READ  Orang yang brutal, jahat, dan kejam di 'The Story of the Netherlands'

“Saat itu saya terlibat dalam politik. Inggris memperlakukan orang dengan HIV atau AIDS dengan sangat kejam. Ini sangat menakutkan. Saya ikut demonstrasi, memberikan informasi dan membantu anak-anak yang sakit dan sendirian di rumah. Saya juga merawat Steve. Sementara itu saya bekerja untuk British Telecom. Tidak heran saya mengetahui bahwa saya positif HIV. Tapi saya merasa lebih baik. Ternyata saya punya gen yang kuat. Sampai tahun 2004, ketika semua kenangan tentang rumah kami di Brighton membuat saya gila, ketika saya pergi ke Spanyol, daya tahan saya sangat rendah sehingga saya harus minum obat untuk mencegah AIDS.

“Selama bertahun-tahun berjalan dengan baik. Tetapi beberapa tahun yang lalu saya merasakan segala macam hal aneh di tubuh saya.

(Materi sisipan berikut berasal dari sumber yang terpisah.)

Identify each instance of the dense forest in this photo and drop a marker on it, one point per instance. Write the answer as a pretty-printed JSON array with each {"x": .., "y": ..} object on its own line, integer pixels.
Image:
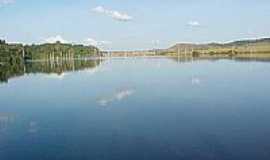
[{"x": 18, "y": 52}]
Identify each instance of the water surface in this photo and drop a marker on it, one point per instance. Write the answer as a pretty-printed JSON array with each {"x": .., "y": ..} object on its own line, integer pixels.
[{"x": 135, "y": 108}]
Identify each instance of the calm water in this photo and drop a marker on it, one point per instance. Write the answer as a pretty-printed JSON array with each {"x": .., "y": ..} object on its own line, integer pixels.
[{"x": 133, "y": 109}]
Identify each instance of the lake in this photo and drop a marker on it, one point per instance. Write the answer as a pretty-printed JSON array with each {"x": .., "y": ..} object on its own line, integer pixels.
[{"x": 135, "y": 108}]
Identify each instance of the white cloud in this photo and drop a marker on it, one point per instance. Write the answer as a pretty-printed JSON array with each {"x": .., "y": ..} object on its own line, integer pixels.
[
  {"x": 116, "y": 15},
  {"x": 6, "y": 2},
  {"x": 57, "y": 38},
  {"x": 194, "y": 24},
  {"x": 93, "y": 42}
]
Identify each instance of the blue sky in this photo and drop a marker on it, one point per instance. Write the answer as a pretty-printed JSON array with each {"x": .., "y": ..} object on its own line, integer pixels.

Semua orang mengira itu adalah jenis kanker yang umum terjadi pada pasien HIV. Tapi ternyata penyakit Castleman. Untungnya itu berbahaya. dan tidak mudah diobati, tapi mempengaruhi otot kaki saya. Itu sebabnya saya berjalan sangat keras. Itu menjadi masalah di pegunungan Spanyol tempat saya tinggal. Itu sebabnya saya pergi ke Torrevieja, tetapi mereka tidak menyukai bahasa Inggris di sana. Tentu saja saja, saya terlihat seperti itu di sana.

“Meskipun saya telah tinggal di Spanyol selama 20 tahun, saya tidak mengerti bahasanya. Semua orang selalu ingin berlatih bahasa Inggris dengan saya. Itu menjadi masalah jika saya benar-benar membutuhkan. Itu sebabnya saya mendaftar ke rumah sewa sosial di Amsterdam. Di mana saya sekarang? Dari luar saya mungkin tampak seperti manusia yang menyedihkan. Aku benar-benar sendirian. Tapi tidak sendiri. Saya hidup dalam kenangan indah bersama Steve.